Innovation and incremental improvement

I was watching the Formula 1 race from Malaysia this morning. It was on live and early, so I had the TV to myself. For the past several years F1 has been dominated by McLaren and Ferrari. For the past few years the changes to the formula have been relatively small.

This year, however, the FIA have made some pretty dramatic changes – resulting in a major shake-up. The old factory Honda team is no more, but has become reborn as the Brawn F1 team (Ross Brawn, the man behind the rise of Michael Schumacher being the team principal). Toyota have also done well, with the red bull/toro rosso teams also having good outings.

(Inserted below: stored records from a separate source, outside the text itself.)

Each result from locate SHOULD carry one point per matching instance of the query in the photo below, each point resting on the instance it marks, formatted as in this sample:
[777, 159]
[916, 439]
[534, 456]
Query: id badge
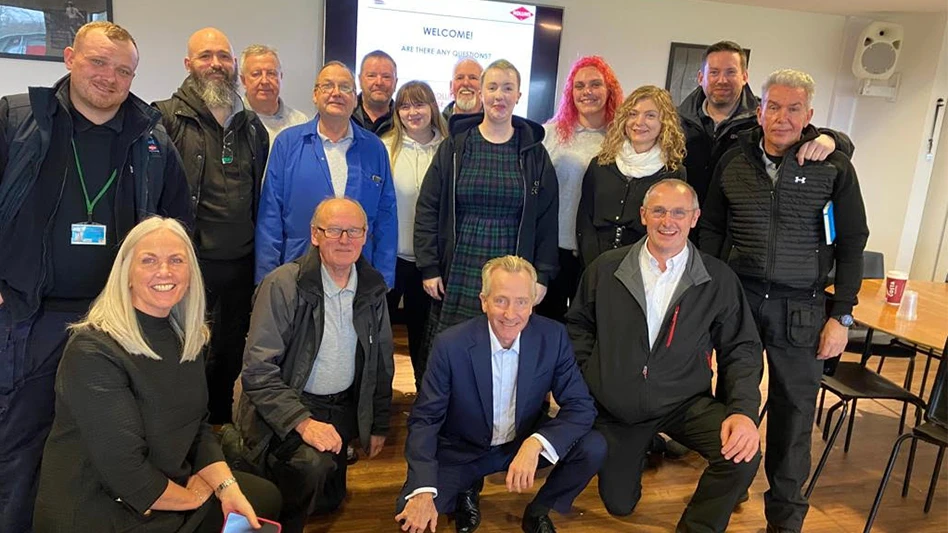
[88, 234]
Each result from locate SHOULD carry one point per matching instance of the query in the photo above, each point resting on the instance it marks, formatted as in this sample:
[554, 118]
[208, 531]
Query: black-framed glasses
[336, 233]
[227, 150]
[679, 213]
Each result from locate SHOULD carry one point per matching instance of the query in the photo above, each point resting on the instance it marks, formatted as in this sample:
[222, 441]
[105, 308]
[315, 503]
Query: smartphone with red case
[238, 523]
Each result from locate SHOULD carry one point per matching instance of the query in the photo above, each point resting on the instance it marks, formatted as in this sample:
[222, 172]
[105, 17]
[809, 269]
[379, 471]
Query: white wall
[891, 137]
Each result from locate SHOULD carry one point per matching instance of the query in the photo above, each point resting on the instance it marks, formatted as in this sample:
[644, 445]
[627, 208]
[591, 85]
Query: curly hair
[671, 139]
[567, 116]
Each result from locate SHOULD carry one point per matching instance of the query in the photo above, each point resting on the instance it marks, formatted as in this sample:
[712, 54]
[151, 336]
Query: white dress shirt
[659, 286]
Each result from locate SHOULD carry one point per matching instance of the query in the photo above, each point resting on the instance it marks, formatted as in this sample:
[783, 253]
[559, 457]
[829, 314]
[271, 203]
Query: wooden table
[931, 327]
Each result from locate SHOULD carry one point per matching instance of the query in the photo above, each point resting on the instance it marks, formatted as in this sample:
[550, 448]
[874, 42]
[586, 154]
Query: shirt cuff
[549, 452]
[422, 490]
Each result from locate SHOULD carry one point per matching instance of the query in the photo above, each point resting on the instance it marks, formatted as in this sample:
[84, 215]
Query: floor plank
[840, 502]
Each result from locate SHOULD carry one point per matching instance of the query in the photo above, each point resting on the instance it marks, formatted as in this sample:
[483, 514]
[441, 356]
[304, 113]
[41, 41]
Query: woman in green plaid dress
[490, 191]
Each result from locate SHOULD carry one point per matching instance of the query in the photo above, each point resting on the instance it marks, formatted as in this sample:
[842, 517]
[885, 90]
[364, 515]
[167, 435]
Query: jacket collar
[310, 281]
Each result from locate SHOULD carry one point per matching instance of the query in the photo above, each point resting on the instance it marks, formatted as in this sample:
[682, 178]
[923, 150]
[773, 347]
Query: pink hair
[567, 116]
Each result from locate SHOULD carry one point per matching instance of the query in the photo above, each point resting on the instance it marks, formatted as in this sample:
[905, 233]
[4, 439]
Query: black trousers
[562, 288]
[312, 481]
[790, 327]
[229, 289]
[415, 313]
[263, 496]
[567, 480]
[30, 351]
[697, 425]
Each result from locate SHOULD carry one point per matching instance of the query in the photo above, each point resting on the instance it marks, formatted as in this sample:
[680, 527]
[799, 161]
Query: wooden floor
[840, 502]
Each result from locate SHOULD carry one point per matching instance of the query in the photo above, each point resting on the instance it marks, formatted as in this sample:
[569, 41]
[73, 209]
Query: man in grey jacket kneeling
[318, 365]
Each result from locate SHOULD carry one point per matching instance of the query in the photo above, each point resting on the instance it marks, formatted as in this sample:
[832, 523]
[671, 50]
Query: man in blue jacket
[481, 409]
[81, 163]
[330, 156]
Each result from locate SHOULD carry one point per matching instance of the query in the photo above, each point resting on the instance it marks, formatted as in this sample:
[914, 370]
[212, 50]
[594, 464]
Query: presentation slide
[427, 38]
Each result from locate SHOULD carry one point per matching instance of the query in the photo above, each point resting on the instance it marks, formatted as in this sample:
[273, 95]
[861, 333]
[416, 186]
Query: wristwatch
[845, 320]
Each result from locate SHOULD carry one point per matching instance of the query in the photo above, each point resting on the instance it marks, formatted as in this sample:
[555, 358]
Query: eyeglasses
[677, 214]
[328, 87]
[336, 233]
[227, 151]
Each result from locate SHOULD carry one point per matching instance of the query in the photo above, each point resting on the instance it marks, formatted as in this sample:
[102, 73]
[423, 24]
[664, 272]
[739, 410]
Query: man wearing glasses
[377, 79]
[327, 157]
[644, 323]
[318, 367]
[224, 149]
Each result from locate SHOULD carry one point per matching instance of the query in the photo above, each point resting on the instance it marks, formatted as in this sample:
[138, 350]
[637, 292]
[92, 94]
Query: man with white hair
[262, 76]
[465, 88]
[769, 208]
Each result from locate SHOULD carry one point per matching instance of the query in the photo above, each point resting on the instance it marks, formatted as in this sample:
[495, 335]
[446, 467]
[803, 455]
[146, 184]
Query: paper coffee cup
[894, 286]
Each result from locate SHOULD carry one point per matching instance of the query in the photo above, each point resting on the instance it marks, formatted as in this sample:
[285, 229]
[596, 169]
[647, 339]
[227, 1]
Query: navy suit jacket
[452, 419]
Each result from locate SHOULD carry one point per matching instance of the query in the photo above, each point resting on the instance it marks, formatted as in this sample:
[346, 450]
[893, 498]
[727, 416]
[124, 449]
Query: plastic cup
[908, 310]
[894, 286]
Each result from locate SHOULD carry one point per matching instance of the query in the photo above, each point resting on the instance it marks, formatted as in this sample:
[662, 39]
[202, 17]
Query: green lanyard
[90, 204]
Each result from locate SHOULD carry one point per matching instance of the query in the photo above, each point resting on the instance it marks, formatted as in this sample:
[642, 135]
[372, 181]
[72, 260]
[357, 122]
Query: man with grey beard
[224, 149]
[465, 88]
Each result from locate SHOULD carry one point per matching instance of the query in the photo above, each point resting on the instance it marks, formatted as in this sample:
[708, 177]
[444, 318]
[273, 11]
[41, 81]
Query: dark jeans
[263, 496]
[309, 480]
[415, 312]
[790, 330]
[697, 425]
[229, 289]
[562, 288]
[568, 478]
[30, 351]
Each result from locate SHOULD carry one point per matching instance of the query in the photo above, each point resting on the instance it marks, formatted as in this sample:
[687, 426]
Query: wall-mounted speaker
[877, 51]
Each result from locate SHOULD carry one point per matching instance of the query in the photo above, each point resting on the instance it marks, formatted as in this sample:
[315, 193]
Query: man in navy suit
[481, 410]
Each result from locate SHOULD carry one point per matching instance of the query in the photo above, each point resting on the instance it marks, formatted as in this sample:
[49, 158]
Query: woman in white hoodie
[643, 145]
[418, 130]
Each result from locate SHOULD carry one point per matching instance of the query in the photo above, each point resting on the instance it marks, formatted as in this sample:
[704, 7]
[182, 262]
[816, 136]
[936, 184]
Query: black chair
[934, 430]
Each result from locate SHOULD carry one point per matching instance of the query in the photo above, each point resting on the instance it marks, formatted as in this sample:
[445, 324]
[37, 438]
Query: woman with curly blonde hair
[643, 145]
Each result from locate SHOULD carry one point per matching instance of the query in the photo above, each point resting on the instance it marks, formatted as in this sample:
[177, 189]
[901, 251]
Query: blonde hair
[511, 264]
[112, 311]
[671, 140]
[111, 30]
[413, 92]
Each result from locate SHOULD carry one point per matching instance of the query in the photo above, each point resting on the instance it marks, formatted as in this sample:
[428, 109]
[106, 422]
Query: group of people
[229, 249]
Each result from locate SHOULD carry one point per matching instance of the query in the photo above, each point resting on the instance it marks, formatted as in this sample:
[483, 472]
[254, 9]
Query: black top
[80, 271]
[125, 424]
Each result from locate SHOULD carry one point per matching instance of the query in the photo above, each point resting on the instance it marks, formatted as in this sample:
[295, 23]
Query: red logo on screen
[521, 13]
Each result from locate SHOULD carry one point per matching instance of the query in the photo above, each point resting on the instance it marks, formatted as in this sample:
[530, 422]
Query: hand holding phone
[238, 523]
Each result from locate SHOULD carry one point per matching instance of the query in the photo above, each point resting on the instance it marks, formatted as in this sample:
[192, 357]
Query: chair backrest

So, what changed. I contend that this is a great example of the difference between steady, linear improvement as managed in lean/six sigma kinds of processes, and the need to be radically different as is the case when major innovation is necessary.

The FIA changed the rules dramatically. Back to slick tires, much reduced rear wing area, the Kinetic Energy Recovery System (KERS) which charges batteries under braking so the power can be deployed at times to suit the driver. Adding an extra 80 hp for about 6 seconds a lap. Engine revs reduced to 18,000, etc.

The teams that appeared to treat the rule changes as evolutionary are doing poorly/ The teams that recognized the radical nature of the changes – and with little to lose, are doing much better.

So, perhaps where innovation is concerned we should not try to put it into well defined, six sigma, DMAIC based processes. Let the creative juices flow, make changes in a non linear fashion until the platform has become relatively stable and then shift to six sigma type approaches.